A pesar de la negación del racismo como práctica cotidiana, como ideología y como racismo de Estado, en los últimos años éste ha vuelto a adquirir vigencia en la arena pública y política y no pareciera que existan otros términos que lo sustituyan para explicar realidades tan diversas como la europea o la americana. Ello se debe, como veremos, a su propio carácter, su unidad intrínseca y su atemporalidad.
En las últimas décadas se han transformado tanto la estructura semántica del concepto, sus prácticas y manifestaciones, sus lógicas y estrategias, como la expansión geográfica y social de su espacio. Ello nos lleva a pensar en una metamorfosis formal y sustancial y una universalización del concepto —en términos actuales, en una globalización de las ideologías y de las actitudes y prácticas racistas en todo el planeta— y en su exacerbación tanto en Europa como en América. El resurgimiento de este fenómeno social y político, el renacimiento del «racialismo» como forma de dominación o racismo de Estado y la reaparición del etnocidio en diversas áreas del mundo ha obligado a los científicos sociales a renovar el debate sobre este viejo problema (Taguieff, 1995).

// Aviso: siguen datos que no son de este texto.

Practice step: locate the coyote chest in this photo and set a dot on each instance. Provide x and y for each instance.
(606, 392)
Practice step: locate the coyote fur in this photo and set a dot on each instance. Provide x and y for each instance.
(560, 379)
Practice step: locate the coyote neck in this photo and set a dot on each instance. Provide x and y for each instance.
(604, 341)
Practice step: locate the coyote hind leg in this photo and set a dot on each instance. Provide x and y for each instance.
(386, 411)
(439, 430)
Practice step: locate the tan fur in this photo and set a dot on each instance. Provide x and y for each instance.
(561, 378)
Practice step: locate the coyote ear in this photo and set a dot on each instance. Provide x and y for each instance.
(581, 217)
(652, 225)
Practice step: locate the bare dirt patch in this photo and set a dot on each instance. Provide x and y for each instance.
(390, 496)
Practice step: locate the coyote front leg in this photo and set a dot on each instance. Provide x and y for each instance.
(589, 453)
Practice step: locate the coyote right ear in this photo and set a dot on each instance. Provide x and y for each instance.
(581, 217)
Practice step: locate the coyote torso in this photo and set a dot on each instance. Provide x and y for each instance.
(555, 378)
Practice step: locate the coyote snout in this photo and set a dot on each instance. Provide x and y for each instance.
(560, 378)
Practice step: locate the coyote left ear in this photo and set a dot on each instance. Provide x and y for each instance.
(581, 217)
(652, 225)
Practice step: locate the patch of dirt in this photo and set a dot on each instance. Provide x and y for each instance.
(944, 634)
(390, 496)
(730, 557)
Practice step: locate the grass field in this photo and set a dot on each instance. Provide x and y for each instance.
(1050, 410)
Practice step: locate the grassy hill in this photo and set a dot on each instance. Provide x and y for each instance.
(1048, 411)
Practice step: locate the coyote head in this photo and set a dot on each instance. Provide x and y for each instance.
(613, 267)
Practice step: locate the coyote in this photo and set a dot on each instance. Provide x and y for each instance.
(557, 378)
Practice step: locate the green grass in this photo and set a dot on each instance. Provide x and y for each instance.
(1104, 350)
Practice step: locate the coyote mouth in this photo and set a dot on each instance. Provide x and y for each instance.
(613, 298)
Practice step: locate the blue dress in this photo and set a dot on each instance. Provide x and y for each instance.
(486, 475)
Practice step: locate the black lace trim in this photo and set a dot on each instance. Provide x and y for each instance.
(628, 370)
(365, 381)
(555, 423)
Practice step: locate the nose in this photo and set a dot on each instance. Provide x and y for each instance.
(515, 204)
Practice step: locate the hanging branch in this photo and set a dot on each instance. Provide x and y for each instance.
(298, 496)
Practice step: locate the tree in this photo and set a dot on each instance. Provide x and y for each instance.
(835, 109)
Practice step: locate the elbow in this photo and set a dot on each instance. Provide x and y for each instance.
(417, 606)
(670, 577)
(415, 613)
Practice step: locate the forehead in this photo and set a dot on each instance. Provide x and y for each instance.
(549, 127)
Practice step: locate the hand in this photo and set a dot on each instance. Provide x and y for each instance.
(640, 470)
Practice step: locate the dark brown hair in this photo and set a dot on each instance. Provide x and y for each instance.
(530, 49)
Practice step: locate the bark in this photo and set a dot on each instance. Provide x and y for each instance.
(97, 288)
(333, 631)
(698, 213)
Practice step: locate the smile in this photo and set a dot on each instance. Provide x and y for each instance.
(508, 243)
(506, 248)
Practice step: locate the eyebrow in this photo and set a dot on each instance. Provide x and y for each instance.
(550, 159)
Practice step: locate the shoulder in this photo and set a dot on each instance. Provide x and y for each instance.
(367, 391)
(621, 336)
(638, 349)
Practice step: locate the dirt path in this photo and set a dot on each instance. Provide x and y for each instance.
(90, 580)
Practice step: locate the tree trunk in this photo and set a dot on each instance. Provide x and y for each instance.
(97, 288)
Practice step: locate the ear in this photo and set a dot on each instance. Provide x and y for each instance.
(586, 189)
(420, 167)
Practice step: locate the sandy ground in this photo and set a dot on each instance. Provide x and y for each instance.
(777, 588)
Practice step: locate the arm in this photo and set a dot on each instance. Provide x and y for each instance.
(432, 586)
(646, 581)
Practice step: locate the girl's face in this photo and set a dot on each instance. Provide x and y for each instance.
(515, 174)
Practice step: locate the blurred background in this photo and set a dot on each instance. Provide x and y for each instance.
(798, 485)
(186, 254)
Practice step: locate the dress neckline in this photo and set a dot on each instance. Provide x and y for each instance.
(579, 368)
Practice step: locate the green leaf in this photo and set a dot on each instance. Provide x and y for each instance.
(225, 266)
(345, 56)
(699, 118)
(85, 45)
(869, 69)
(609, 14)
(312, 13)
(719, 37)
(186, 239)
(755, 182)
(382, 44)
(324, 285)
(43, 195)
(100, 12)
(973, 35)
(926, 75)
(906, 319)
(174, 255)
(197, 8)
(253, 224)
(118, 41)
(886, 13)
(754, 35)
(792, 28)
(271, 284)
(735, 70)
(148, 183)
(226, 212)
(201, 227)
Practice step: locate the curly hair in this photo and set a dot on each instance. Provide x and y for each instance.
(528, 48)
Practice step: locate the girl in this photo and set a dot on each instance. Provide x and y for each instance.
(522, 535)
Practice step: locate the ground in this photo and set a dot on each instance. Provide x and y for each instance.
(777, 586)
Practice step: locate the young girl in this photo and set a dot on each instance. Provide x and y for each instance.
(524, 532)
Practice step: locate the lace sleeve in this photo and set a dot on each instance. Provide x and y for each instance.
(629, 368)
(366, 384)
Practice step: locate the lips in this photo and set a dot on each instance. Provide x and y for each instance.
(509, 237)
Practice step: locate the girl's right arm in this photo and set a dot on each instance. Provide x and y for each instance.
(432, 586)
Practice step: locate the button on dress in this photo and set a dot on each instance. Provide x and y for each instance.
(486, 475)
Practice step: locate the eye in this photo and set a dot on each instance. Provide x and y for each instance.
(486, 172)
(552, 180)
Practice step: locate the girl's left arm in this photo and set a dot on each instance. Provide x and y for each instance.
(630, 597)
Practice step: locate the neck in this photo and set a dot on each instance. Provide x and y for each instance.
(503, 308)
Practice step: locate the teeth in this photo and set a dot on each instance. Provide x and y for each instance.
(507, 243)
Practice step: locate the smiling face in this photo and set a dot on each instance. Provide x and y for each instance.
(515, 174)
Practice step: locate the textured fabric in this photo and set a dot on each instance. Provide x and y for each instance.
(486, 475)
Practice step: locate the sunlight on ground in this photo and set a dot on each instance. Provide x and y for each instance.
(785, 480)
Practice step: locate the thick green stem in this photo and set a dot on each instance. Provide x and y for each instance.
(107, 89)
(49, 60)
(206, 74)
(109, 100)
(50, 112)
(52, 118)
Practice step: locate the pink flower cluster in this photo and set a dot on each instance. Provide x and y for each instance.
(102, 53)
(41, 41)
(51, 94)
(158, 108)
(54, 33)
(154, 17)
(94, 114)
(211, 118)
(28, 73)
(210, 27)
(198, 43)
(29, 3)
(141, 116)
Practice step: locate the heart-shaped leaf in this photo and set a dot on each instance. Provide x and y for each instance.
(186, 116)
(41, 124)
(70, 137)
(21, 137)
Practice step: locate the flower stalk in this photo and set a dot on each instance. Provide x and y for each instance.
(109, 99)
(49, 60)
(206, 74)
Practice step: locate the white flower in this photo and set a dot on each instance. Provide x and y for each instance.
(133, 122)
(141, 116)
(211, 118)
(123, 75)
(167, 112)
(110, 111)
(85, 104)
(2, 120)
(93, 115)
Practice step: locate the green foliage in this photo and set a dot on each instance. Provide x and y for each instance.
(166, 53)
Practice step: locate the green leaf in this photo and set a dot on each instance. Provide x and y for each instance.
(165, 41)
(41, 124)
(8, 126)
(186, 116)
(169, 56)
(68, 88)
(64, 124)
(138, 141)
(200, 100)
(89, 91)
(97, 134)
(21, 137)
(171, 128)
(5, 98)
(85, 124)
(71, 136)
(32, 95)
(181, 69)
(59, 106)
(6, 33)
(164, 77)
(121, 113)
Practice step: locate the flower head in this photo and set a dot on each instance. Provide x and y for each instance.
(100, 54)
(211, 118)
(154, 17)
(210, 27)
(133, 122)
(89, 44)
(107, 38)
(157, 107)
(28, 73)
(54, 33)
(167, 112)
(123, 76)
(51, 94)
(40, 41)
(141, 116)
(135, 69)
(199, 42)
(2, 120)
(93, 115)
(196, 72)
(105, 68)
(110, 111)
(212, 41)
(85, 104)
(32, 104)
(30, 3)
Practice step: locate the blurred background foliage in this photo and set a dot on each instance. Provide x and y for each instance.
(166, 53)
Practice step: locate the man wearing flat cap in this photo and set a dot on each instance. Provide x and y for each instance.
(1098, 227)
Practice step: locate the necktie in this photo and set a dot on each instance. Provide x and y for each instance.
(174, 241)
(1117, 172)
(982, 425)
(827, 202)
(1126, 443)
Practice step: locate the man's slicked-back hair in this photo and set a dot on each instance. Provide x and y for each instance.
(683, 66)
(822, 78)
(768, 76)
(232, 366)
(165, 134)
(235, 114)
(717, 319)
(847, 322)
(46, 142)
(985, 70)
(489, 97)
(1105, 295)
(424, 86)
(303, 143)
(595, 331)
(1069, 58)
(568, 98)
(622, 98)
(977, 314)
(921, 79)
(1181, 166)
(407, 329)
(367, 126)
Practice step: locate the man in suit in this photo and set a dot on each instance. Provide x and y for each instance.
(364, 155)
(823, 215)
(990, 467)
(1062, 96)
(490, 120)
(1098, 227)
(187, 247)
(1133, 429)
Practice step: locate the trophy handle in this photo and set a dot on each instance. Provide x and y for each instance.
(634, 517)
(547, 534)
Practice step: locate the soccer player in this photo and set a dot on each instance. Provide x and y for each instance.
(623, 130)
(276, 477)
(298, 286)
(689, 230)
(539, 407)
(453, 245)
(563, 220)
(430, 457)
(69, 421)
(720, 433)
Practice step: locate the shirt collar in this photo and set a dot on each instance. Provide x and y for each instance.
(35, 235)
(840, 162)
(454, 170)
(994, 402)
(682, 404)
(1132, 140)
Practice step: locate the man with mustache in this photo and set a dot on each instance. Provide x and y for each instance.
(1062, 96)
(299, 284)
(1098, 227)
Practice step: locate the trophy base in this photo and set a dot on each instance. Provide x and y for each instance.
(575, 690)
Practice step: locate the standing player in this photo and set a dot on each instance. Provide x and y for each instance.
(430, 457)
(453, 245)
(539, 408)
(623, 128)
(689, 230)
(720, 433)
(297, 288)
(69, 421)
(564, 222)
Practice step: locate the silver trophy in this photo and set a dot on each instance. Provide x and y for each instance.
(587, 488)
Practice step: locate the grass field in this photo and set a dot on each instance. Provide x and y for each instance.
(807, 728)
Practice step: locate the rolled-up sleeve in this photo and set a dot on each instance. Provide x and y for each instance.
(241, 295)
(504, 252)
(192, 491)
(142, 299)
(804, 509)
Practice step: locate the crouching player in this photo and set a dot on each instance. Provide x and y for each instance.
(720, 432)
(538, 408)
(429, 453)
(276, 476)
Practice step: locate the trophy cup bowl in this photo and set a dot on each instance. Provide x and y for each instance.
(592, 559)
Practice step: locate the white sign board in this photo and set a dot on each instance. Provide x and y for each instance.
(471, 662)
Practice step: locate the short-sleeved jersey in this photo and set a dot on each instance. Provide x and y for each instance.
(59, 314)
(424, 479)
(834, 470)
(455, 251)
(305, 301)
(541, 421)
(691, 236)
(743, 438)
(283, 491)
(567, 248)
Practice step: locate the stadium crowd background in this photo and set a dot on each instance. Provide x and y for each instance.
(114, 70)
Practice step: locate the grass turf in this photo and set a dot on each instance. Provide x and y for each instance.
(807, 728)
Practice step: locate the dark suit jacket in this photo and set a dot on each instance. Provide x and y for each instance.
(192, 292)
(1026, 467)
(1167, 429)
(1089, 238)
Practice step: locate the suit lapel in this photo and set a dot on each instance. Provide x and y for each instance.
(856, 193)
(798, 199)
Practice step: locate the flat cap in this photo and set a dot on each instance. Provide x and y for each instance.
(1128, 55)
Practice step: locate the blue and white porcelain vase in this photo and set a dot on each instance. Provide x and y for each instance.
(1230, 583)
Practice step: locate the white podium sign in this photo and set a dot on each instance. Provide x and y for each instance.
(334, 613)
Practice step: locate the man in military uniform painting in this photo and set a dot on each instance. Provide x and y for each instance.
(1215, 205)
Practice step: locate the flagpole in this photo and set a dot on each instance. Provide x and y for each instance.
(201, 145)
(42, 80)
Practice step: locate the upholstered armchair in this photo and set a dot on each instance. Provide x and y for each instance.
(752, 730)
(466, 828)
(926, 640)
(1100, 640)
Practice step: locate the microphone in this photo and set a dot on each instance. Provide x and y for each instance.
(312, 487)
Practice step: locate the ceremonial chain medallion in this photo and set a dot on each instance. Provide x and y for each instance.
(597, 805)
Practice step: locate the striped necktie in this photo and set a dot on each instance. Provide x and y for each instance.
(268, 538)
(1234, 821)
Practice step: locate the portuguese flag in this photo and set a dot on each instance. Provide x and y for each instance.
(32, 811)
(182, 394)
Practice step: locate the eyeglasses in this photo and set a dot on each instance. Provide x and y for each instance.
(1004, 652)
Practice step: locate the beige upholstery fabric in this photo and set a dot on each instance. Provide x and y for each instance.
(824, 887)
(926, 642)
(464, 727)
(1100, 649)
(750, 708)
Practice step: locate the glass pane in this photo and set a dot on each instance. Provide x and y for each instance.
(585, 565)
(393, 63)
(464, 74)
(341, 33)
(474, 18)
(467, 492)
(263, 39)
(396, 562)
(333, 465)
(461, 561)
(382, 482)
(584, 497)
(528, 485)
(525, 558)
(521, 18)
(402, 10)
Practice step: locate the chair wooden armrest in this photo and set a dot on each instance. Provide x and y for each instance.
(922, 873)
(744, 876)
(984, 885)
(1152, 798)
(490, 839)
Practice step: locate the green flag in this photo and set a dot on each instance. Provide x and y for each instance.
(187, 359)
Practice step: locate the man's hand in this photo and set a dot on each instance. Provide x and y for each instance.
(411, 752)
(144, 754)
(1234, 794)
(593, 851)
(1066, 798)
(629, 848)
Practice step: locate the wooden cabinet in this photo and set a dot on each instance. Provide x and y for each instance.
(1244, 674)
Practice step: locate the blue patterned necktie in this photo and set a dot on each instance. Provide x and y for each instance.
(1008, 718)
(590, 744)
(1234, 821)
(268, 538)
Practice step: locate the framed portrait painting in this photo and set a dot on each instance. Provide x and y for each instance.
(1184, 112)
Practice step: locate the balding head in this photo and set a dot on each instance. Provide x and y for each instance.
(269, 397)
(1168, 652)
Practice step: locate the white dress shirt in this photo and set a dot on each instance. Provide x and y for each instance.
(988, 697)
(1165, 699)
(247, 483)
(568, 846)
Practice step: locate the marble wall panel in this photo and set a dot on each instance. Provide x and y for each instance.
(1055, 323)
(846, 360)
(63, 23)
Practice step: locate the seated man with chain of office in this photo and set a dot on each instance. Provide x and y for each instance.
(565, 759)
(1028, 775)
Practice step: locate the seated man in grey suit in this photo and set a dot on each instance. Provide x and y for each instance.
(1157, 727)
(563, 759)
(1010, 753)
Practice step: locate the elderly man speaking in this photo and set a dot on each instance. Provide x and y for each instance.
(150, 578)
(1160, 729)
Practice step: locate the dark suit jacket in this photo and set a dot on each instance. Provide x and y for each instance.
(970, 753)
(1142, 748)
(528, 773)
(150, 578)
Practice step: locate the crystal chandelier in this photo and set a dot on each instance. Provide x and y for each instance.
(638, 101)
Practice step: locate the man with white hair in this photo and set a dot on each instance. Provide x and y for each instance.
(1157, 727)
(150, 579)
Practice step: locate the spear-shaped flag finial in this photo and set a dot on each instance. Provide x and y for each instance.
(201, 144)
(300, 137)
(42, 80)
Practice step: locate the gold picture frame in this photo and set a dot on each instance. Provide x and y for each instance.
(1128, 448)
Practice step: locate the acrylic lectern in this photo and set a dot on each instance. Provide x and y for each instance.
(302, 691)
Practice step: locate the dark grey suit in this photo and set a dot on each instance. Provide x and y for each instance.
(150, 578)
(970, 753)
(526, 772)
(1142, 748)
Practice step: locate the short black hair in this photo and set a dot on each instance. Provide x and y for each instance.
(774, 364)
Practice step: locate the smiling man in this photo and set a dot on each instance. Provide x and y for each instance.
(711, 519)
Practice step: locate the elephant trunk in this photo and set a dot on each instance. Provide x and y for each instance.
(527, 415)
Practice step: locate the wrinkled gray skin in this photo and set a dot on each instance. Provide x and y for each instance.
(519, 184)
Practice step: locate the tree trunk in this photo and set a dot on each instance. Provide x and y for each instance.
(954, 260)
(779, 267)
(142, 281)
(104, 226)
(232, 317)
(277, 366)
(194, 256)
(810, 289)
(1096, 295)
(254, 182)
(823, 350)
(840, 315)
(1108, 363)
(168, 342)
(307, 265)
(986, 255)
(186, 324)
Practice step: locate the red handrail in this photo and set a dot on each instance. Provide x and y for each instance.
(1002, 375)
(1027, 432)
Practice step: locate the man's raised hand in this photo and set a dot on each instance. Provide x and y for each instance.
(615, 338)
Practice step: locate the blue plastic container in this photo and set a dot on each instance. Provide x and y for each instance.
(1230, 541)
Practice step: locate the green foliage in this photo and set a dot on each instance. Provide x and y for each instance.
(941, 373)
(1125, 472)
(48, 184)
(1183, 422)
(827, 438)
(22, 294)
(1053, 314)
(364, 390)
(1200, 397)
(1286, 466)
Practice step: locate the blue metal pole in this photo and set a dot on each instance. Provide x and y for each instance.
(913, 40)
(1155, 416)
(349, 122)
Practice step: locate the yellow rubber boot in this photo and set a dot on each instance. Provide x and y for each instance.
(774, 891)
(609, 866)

En este contexto, cabría preguntarse por qué las ciencias sociales y los académicos se han mostrado tan renuentes a abordar el racismo en las sociedades pluriétnicas y multiculturales en las que el fenómeno ha sido una constante y ha estado presente en el imaginario social de todos los grupos sociales y étnicos. Y también por qué aquellos investigadores que han abordado esta problemática han mantenido un silencio cómplice, una invisibilidad teórica o una estigmatización.
Por la multiplicidad de interpretaciones y sentidos del uso del racismo como término, ideología, prejuicio, actitudes y comportamientos, así como acto de habla o racismo discursivo, nos proponemos delimitar nuestro marco conceptual y los ejes teóricos de nuestra de nición con el fin de despojar y descontaminar históricamente el concepto y devolverle su valor analítico (Casaús Arzú, 1998, 2010 a).